Helen burst into tears.
‘Why is everyone always fighting in this house?’ she sobbed. ‘Why can’t you all be nice to each other?’
You could start off by controlling your daughter, thought Flora mouthing, ‘Don’t worry’ at Marcus.
‘They should bring back National Service, particularly for women,’ said Eddie. ‘Checkmate.’
Appalled that Xav and Bianca could have caused such a terrible row, Taggie leapt forward to comfort Helen who was now wailing: ‘I can’t go on, I can’t go on, oh Malise.’
‘Take that pony back to the stable at once, Xav,’ ordered Rupert.

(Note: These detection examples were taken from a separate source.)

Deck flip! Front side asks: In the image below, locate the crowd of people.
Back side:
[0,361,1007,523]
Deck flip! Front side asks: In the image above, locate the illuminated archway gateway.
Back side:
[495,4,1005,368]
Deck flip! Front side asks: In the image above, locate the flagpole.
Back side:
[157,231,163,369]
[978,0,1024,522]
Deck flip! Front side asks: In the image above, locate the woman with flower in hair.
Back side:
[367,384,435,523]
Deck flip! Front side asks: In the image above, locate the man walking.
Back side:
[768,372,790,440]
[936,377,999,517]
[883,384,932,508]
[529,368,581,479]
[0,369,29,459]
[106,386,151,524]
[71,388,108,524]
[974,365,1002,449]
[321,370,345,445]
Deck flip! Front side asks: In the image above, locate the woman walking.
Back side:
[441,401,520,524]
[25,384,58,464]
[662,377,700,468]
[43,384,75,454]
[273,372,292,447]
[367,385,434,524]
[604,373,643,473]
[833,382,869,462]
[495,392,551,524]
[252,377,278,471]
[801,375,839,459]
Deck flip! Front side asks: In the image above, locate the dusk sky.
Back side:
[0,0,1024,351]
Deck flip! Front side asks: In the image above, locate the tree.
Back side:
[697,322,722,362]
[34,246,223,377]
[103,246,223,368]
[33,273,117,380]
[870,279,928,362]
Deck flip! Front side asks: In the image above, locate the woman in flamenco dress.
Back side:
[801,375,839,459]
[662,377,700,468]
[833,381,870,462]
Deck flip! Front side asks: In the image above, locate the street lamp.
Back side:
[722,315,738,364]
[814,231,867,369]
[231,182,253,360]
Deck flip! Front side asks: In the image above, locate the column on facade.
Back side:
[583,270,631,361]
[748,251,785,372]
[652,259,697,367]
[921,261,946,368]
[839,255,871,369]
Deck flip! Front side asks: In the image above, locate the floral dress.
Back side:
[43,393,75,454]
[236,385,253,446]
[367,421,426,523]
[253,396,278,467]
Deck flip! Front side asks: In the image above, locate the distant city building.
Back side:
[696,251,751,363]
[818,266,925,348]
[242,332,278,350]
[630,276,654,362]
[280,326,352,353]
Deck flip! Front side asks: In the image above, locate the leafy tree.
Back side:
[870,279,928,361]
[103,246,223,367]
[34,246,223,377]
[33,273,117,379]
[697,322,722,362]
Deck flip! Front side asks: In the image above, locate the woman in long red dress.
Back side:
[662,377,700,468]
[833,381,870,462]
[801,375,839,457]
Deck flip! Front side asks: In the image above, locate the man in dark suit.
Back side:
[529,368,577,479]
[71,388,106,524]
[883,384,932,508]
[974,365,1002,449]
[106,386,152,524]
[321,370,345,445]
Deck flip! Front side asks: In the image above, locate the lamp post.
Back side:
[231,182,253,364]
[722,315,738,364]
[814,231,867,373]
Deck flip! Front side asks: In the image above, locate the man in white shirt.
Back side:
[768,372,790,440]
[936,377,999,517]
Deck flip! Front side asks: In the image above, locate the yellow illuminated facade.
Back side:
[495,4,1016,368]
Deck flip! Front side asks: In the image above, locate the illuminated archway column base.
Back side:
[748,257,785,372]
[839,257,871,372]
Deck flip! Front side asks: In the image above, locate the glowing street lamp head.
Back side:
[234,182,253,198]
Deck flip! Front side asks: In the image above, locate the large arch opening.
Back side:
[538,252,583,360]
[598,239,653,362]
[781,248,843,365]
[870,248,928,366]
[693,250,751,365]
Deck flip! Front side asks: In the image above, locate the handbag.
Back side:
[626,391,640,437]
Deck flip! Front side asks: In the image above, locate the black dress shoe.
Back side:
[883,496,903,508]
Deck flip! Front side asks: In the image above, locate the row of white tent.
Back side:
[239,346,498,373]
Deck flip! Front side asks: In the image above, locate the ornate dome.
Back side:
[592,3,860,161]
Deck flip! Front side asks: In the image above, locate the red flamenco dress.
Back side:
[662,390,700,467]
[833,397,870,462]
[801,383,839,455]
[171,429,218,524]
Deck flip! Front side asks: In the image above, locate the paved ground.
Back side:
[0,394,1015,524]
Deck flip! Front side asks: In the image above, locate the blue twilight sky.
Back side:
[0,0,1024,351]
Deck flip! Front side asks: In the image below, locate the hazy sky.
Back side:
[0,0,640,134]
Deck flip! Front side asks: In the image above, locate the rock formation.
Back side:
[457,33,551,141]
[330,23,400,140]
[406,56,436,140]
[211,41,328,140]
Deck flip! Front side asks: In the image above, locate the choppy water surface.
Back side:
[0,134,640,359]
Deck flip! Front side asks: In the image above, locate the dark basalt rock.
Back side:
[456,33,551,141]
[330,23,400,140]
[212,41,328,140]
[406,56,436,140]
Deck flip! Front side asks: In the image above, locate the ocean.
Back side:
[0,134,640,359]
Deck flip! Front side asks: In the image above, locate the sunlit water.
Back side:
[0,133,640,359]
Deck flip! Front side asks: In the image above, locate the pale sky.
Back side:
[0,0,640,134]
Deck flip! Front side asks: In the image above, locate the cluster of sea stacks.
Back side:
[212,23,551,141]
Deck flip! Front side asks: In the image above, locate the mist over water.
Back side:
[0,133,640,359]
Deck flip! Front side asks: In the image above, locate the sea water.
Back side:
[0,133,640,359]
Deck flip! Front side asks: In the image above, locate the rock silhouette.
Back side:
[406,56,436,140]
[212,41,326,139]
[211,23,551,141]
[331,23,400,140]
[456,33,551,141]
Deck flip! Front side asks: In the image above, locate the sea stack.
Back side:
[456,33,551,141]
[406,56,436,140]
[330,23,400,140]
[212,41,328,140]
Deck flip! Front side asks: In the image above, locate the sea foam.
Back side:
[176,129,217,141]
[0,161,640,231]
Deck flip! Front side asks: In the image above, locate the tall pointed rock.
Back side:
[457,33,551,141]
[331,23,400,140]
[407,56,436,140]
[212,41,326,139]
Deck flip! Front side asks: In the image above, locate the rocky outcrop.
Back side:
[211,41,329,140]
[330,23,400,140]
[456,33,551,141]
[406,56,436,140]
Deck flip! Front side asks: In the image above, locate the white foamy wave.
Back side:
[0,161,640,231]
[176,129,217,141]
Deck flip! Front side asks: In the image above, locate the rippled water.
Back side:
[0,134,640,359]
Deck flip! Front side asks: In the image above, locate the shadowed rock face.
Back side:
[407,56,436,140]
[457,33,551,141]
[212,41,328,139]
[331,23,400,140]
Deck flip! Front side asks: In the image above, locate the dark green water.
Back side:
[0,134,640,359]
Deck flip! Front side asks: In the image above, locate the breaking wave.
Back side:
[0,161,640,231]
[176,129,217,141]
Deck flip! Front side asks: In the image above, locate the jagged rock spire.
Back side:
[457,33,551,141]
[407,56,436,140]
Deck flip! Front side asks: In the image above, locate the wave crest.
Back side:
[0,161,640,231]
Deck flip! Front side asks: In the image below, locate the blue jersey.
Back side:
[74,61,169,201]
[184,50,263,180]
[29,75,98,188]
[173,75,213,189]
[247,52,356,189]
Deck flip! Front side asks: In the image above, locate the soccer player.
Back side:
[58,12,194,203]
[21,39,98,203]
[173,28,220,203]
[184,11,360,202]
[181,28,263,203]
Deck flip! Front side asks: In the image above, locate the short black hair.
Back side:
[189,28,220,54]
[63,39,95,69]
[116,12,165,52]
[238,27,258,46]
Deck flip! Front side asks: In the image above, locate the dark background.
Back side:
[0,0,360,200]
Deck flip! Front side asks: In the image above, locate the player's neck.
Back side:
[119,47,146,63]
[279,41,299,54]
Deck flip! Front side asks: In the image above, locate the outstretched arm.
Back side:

‘In the bleak mid-winter,’
sang Hermione on the CD, as Mrs Bodkin put her head round the door:
‘Telephone for Mrs Gordon.’
‘Talk about the ungay Gordon,’ grumbled Flora, as Helen shot out of the room, sending Boris’s present flying, ‘And that’s five hundred pounds down the drain, poor Boris. She’s a frightful drip,’ she added.
Rupert agreed. ‘God, I hope you marry Marcus.’
Looking into her eyes, which were the light emerald of the winter barley rampaging over his fields, he picked up the sadness and remembered the gossip.
‘Still hung up on Rannaldini.’
‘I guess so, he recurs like malaria.’
‘You could do better.’
‘And I have to say that when I was at Bagley Hall, you were voted the man to whom we most wanted to lose our virginity.’
Rupert smiled.
‘If I wasn’t bespoke,’ he jerked his head towards Taggie, who was anxiously pouring a glass of Armagnac for Hermione, ‘I couldn’t think of anything nicer.’
‘You
will
go to Marcus’s concert, won’t you?’ pleaded Flora.
But Rupert had been distracted by the return of Helen suddenly looking radiant, tears dried like raindrops in a heatwave. Bewildered by her mood swings, Marcus sloped off to check with Mrs Bodkin who had telephoned.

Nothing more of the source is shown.